If left to my own devices, I will avoid reading romances. I think this is because they generally all end the same way, and how girl gets boy isn't all that compelling a storyline for me. So under normal conditions I would never have picked up Shiver by Maggie Stiefvater because it's a paranormal romance. However, last summer I stumbled upon the trailer for Shiver, thought it was lovely, and picked up the book when I happened upon it at the library.

I am not the first person to notice the similarities between Shiver and Twilight--star-crossed paranormal boyfriend and teenage girl, paranormal boyfriend drives teenage girl to school, paranormal boyfriend watches teenage girl do homework, paranormal boyfriend spends chaste nights with teenage girl in her bedroom. Shiver just does a lot of things better than Twilight.

Basic story: A few years before the start of our story, our main character, Grace, was dragged from her tire swing by a pack of wolves who were seriously hungry. She notices one particular wolf, who also notices her, and ends up saving her. In the intervening years, he often shows up at the back of her yard where they watch each other, developing a relationship, so to speak. Then, sure enough, you guessed it, he turns up one day on her deck as a real, naked boyfriend! And then you go on from there. Will Grace or won't Grace get to keep Sam in her life?

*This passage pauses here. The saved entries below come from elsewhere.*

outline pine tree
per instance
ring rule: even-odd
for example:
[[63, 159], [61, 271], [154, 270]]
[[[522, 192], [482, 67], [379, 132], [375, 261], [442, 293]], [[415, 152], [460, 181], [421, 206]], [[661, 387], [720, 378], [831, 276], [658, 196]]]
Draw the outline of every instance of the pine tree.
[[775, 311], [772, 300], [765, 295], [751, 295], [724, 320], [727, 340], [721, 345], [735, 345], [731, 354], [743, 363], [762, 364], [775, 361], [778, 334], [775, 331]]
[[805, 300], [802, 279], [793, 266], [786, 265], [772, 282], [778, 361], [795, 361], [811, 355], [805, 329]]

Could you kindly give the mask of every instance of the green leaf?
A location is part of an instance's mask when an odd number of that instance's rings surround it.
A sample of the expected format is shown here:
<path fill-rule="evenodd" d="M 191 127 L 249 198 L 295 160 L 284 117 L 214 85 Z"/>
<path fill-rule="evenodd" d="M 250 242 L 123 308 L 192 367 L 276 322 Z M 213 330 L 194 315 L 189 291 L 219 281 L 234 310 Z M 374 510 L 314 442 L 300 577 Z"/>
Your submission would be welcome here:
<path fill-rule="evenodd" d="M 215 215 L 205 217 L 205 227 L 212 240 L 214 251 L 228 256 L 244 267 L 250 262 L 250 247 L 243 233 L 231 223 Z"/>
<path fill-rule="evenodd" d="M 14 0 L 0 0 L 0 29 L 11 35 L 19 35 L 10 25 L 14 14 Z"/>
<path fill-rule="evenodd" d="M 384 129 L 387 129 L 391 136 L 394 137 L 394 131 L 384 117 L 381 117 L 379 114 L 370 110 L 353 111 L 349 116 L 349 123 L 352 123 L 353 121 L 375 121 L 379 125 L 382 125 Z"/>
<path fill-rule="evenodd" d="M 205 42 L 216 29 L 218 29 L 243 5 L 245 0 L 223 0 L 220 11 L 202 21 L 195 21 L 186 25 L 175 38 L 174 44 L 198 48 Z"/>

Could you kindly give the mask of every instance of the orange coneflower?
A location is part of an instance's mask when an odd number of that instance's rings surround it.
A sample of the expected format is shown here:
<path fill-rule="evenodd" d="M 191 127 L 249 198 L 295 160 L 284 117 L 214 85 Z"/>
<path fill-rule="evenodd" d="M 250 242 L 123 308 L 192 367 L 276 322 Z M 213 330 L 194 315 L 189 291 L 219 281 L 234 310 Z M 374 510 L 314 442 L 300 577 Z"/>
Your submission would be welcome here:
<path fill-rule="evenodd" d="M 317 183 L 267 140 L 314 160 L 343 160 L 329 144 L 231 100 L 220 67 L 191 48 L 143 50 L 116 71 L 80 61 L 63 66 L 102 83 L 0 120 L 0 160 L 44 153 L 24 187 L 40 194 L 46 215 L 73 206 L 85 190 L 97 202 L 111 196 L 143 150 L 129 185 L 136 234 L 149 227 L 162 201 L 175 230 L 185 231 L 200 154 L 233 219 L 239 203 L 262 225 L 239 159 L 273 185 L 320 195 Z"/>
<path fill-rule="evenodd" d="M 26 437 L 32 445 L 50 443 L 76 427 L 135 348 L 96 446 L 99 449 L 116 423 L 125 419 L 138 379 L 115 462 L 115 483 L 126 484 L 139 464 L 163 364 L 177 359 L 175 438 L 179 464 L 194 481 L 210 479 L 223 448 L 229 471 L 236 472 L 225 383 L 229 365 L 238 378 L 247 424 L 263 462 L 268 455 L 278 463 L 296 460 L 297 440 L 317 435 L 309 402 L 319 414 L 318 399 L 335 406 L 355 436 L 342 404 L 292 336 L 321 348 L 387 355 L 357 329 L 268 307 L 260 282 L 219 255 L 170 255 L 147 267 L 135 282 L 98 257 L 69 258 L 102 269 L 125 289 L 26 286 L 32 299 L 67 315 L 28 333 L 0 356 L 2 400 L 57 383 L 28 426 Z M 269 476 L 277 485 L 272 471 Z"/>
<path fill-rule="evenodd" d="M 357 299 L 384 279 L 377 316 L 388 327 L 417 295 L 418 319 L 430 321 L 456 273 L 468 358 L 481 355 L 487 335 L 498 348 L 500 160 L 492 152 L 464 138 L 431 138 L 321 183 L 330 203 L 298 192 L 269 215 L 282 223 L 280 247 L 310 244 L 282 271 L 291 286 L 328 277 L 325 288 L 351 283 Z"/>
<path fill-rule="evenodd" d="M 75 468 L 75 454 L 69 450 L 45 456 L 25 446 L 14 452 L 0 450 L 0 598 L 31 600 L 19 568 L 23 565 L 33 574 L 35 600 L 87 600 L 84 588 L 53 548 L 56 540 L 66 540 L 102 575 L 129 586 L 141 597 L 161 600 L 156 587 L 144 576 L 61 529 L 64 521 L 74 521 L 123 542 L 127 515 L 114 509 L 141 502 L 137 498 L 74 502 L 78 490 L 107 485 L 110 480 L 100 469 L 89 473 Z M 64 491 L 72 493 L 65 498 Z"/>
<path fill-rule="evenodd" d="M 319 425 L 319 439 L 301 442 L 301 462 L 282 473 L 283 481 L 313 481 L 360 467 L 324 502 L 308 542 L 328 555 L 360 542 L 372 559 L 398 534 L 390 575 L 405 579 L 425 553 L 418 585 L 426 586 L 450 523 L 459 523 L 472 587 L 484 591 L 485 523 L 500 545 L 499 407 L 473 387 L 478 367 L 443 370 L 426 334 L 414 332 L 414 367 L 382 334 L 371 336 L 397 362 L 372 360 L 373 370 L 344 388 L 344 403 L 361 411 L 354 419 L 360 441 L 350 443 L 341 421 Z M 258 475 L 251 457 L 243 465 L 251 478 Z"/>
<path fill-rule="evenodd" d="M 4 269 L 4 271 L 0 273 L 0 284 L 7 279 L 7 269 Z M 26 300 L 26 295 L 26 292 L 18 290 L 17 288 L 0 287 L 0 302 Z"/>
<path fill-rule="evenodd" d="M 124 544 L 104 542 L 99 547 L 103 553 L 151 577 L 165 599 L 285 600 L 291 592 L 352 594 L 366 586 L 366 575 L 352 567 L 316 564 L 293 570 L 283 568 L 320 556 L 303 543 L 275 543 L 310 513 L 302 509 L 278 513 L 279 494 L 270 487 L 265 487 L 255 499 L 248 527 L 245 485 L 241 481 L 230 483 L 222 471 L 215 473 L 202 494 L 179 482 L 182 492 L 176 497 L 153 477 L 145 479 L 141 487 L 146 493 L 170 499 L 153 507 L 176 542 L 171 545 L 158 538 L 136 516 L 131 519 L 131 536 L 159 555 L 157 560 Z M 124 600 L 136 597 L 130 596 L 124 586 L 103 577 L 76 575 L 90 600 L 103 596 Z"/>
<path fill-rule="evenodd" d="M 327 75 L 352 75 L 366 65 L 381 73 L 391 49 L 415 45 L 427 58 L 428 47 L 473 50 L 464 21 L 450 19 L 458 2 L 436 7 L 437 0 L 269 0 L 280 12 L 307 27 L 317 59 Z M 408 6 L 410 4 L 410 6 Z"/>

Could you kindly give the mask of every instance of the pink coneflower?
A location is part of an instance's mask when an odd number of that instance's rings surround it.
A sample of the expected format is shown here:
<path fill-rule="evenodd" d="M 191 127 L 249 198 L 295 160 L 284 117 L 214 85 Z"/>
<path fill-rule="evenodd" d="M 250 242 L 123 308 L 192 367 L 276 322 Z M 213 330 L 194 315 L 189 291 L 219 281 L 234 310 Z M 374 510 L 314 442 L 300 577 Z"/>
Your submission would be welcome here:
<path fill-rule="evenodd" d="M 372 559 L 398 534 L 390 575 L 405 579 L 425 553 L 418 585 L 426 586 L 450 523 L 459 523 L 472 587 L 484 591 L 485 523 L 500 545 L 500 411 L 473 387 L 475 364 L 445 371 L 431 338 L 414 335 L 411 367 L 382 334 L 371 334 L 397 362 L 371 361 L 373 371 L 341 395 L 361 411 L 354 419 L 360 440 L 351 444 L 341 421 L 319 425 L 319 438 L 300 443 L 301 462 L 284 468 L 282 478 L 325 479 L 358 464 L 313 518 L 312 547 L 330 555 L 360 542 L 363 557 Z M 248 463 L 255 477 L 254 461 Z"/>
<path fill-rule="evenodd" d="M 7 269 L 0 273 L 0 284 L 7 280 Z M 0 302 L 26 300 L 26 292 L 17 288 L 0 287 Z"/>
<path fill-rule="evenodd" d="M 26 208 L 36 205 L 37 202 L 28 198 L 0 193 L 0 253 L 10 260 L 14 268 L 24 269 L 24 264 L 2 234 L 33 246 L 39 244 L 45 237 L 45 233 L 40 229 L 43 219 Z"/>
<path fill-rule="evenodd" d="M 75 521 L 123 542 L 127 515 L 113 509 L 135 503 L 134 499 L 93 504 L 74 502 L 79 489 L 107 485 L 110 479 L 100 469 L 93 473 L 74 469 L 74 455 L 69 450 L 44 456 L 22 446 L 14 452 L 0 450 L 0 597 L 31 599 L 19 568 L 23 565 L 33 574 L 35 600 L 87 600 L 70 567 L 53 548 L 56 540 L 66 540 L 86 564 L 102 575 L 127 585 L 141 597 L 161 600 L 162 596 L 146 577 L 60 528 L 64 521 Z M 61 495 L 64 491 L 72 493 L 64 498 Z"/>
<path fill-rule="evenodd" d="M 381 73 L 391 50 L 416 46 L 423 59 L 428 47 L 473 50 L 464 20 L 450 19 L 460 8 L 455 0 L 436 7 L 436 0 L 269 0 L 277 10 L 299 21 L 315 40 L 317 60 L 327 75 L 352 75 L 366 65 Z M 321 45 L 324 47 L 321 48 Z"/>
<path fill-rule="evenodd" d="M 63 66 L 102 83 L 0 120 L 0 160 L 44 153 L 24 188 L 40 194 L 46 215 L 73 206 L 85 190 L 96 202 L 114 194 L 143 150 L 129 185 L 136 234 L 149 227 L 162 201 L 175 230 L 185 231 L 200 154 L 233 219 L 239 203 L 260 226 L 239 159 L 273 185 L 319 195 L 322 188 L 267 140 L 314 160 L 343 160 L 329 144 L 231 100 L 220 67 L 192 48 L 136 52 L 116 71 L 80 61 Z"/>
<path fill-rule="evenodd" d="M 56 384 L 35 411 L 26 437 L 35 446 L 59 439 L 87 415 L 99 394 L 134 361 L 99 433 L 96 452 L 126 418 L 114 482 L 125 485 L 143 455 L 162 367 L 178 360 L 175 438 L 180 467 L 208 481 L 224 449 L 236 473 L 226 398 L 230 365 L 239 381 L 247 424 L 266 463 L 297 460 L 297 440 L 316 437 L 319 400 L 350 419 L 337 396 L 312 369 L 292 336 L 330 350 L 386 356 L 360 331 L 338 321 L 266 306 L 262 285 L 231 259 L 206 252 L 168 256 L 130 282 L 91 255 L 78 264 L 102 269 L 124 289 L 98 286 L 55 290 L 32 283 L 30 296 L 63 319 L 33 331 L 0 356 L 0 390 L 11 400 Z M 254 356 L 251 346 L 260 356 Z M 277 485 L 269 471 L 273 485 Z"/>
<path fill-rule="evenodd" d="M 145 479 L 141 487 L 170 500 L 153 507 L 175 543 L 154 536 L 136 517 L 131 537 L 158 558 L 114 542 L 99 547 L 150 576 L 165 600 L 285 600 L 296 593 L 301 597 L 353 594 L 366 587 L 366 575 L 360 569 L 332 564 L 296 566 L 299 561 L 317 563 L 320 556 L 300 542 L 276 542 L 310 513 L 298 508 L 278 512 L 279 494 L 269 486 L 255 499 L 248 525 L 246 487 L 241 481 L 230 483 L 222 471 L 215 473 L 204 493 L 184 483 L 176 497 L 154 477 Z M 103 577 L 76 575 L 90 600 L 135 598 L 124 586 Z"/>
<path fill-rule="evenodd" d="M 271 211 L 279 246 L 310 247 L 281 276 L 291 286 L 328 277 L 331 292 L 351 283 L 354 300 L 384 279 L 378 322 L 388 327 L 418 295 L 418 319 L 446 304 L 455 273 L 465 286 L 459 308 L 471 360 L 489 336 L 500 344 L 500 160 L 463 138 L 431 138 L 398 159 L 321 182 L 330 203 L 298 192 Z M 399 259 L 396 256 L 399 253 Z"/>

Grace in Shiver is a far more dynamic character than Bella in Twilight. She does things, she helps others, she directs the action at various points. She even has a sense of humor. Once you accept the werewolf thing, Sam is a far more realistic character than what's his name...oh, yeah. Edward. He is far from a picture of male perfection. Grace and Sam are a balanced couple, one partner doesn't have all the power. This book is not as sexually charged as the original Twilight, but the sex is more realistic and dignified than in the Twilight series overall. (I'm still cringing over the begging-for-sex scene in one of the later books.)

I have to say I still found some of the love scenes a little long. I felt as if I were just treading water while waiting for more wolves to show up. But, still, Stiefvater does some intriguing things here. She makes stereotypical nasty rich kids more interesting without actually making them nicer. We've got an intense father/son relationship. The readers in this story work particularly well. For me, characters in books who love books usually don't work. There's something fake or maybe improving about them. But in Shiver the readers are tragic because they won't always have reading in their lives. I like tragic much more than I like improving.

Thematically, Shiver works very well as a YA book. It explores these teenagers' places within their "families" as well as their movement away from their families. And then, of course, there's the whole human transforming into wolves in a werewolf story just as children transform into adults during adolescence. What will the kids in Shiver end up being?

I was actually sorry to learn there will be a sequel to Shiver. Why mess with a good thing? Is there really more to say about this situation? Well, I'll probably find out.

2 comments:

beckylevine.wordpress.com said...

Thanks for the review.I hadn't picked this up yet, thinking it wouldn't be for me, but you're giving me lots of the reasons it might. Time to check it out.

Bibliovore said...

I had that same feeling, Gail, but apparently Linger is about the aftermath, sort of "well, we got happy ever after, what now?" I'm cautiously interested.